En capitalisant sur notre expérience, nous avons identifié 6 piliers pour réussir sa digitalisation illustrés par ce graphique :

 

1. Premier pilier : il faut d’abord être un excellent commerçant multicanal, le magasin étant l’actif différenciant face aux pure players.

 

Premier sujet : le web-to-store. Au-delà des solutions techniques, c’est la qualité d’exécution et l’implication de l’enseigne qui feront la différence : emplacement en magasin, PLV, process, motivation des équipes, communication dédiée – l’écart de performance entre enseignes d’un même secteur peut varier de 1 à 4 ! Autre lecture du rôle du web-to-store : un tiers de l’activité originée par le web se conclut en magasin.
Second sujet : le store-to-web. Moins développé, il est indispensable pour les produits complexes à stocker (ex. : jouet de plein air, aménagement / décoration). Encore sous-estimé, il peut apporter jusqu’à 5% de CA en pic de saison.

 

Un commerçant multicanal doit s’appuyer sur les solutions qui : Primo … améliorent l’expérience d’achat, de l’aide au choix jusqu’au paiement : dès 2012, aux USA, Nordstrom a équipé ses vendeurs de tablettes afin qu’ils puissent connaître la disponibilité des produits ; en Europe, Orchestra fait de même pour faciliter la constitution de listes de naissances. Et, secundo… dynamisent l’animation commerciale avec des offres personnalisées en fonction du profil client. D’où le recours croissant au beacon, potentiellement utile si l’enseigne est capable d’apporter du contenu.

 

A l’image de ces exemples récents illustrés par ce graphique :

 

 

2. Multicanalité signifie aussi complémentarité et coordination entre web et magasin.

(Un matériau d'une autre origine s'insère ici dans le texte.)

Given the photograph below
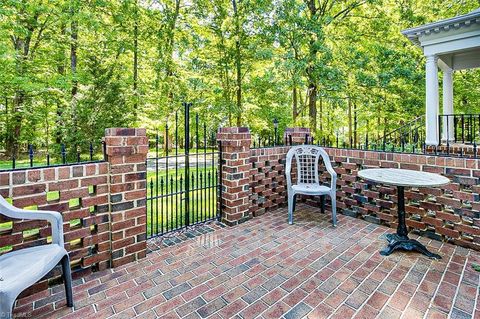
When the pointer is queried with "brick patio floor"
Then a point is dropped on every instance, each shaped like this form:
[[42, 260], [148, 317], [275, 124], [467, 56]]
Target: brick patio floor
[[269, 269]]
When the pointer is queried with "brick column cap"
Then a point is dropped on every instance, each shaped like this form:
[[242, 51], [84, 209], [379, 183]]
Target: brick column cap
[[233, 130], [124, 131]]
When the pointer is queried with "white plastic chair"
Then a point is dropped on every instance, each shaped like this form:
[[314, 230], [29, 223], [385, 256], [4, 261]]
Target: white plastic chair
[[307, 157], [22, 268]]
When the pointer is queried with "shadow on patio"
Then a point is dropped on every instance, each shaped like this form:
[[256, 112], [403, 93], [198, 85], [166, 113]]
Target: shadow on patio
[[267, 268]]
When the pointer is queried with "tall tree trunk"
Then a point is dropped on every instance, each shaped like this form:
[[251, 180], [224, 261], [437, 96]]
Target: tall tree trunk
[[135, 61], [295, 104], [355, 140], [312, 106], [321, 116], [350, 136], [13, 134], [61, 70], [73, 61], [238, 64]]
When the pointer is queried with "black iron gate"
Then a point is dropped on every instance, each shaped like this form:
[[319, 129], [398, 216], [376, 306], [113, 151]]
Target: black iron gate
[[183, 175]]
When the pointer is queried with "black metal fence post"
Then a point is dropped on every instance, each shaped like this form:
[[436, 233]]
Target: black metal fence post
[[187, 163]]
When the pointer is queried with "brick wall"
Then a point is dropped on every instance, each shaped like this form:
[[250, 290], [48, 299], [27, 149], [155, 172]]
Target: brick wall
[[235, 143], [102, 204], [268, 186], [80, 193], [126, 150], [450, 213]]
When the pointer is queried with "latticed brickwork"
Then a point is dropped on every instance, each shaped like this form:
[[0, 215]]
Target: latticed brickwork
[[450, 213], [102, 204], [80, 193], [268, 185]]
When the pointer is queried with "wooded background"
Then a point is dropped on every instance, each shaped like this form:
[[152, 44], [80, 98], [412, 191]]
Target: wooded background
[[71, 68]]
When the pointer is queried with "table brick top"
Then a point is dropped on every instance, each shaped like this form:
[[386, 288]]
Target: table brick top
[[268, 269]]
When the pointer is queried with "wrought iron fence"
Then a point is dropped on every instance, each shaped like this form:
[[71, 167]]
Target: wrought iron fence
[[184, 176], [31, 156], [459, 128]]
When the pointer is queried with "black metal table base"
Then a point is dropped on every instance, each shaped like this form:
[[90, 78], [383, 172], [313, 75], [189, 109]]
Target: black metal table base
[[396, 242], [400, 240]]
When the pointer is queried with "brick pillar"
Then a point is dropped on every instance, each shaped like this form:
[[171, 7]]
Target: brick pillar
[[297, 133], [235, 174], [126, 150]]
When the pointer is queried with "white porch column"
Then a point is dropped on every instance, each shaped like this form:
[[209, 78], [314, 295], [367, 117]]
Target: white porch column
[[447, 105], [431, 114]]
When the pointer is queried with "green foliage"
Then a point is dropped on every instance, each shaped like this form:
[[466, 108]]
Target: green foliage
[[69, 69]]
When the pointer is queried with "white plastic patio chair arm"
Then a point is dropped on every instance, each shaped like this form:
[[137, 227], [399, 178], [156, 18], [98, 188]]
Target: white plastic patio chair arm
[[333, 181], [54, 218], [288, 173], [333, 175]]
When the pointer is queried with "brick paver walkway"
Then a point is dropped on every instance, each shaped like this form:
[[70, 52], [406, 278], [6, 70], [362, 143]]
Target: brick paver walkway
[[270, 269]]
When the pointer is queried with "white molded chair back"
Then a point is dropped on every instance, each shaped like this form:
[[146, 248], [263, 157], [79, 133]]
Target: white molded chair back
[[22, 268], [308, 183]]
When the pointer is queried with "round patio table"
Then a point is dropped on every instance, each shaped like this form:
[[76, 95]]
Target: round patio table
[[402, 178]]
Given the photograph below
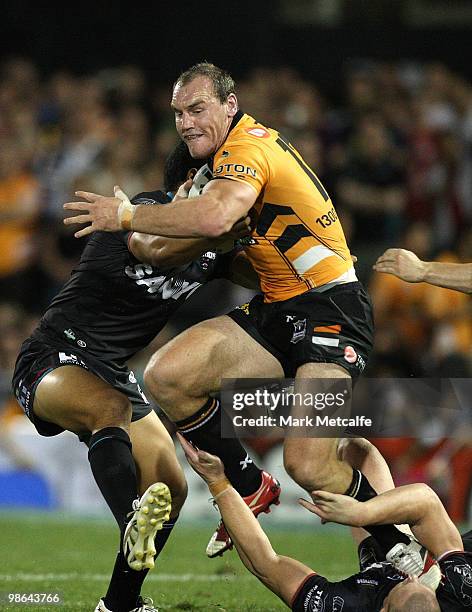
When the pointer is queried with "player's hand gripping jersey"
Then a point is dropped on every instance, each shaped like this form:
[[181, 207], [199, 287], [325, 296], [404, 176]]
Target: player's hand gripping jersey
[[298, 242]]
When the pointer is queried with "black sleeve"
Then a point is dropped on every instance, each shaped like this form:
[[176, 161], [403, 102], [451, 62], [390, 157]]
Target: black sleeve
[[146, 198], [369, 551], [457, 582], [223, 263]]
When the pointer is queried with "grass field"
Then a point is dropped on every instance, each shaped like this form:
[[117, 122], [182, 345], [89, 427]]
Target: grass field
[[44, 553]]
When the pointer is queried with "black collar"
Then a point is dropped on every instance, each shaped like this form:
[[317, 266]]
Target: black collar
[[236, 119]]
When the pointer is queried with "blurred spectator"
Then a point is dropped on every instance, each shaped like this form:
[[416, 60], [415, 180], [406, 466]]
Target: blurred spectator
[[371, 184]]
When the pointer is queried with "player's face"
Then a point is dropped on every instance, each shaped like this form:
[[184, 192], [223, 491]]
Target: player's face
[[400, 594], [202, 121]]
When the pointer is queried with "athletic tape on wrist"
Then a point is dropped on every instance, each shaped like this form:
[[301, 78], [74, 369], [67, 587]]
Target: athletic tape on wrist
[[126, 210], [219, 487]]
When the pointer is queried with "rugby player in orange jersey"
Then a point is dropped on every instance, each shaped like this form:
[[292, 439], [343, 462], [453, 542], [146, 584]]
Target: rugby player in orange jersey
[[313, 319]]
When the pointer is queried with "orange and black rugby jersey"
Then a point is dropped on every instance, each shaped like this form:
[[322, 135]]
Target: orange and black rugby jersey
[[297, 242]]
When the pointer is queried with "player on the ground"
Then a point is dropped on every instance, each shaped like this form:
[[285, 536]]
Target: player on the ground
[[379, 586], [72, 374], [314, 319], [408, 267]]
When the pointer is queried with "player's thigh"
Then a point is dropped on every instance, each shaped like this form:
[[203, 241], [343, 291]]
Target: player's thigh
[[155, 458], [202, 355], [78, 400], [313, 459]]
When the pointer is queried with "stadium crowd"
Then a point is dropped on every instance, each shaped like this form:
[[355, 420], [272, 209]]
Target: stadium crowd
[[393, 146]]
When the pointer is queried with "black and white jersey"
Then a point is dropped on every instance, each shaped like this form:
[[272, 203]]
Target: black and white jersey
[[113, 305], [358, 593]]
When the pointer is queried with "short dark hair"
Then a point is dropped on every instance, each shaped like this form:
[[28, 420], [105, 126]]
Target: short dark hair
[[177, 166], [419, 602], [223, 84]]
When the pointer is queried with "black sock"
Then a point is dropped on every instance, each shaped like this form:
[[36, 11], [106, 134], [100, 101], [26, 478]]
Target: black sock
[[125, 584], [114, 470], [386, 535], [204, 430]]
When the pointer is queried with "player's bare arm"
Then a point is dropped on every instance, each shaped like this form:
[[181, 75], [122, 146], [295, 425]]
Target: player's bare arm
[[169, 252], [282, 575], [242, 273], [408, 267], [416, 505], [210, 215]]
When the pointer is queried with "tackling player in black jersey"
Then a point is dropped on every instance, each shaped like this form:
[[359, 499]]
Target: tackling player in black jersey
[[378, 587], [71, 374]]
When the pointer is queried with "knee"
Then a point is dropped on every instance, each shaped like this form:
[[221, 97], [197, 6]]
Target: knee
[[162, 375], [114, 410], [310, 476], [170, 378]]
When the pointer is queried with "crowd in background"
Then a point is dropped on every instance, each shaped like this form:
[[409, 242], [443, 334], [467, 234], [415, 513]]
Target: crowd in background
[[393, 149]]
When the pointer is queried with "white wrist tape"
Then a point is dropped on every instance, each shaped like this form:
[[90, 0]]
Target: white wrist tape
[[126, 210]]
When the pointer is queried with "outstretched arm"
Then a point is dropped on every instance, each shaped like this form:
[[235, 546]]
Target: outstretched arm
[[210, 215], [281, 575], [407, 266], [416, 504]]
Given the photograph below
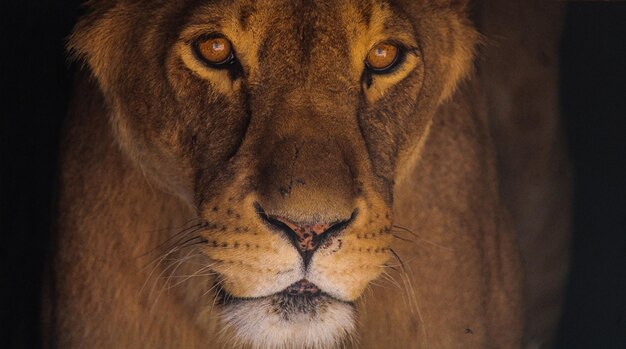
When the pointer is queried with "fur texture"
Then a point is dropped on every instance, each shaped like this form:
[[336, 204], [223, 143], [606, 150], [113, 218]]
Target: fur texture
[[173, 170]]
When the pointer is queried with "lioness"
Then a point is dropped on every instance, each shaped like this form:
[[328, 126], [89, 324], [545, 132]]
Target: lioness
[[285, 174]]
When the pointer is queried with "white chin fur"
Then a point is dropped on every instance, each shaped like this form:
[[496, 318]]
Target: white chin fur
[[267, 323]]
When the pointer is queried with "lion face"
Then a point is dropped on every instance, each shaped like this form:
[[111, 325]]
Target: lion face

Nous parlons de génération de trafic, d’image prix, d’animation commerciale, bref de l’essentiel ! Pourtant, beaucoup d’enseignes n’élaborent pas de plan commerce multicanal, i.e. qui permet à chaque canal d’apporter sa pierre à l’édifice commercial. Certains s’inquiètent des risques d’incohérences de prix de vente ou de dégradation de la marge ; d’autres saluent le rôle du site dans l’image prix de l’enseigne. Ces arguments contradictoires illustrent le besoin d’avoir une cellule pricing, ou, à défaut, une gouvernance appropriée sur ce sujet. Plus opérationnellement, à défaut de synergies réelles, beaucoup d’enseignes évitent la confrontation entre circuits : promotions sur le web le dimanche, orientation des ventes internet sur des produits exclusifs à Nécessaire, mais pas suffisant !

 

3. Autre bénéfice potentiel de la multicanalité : la connaissance clients.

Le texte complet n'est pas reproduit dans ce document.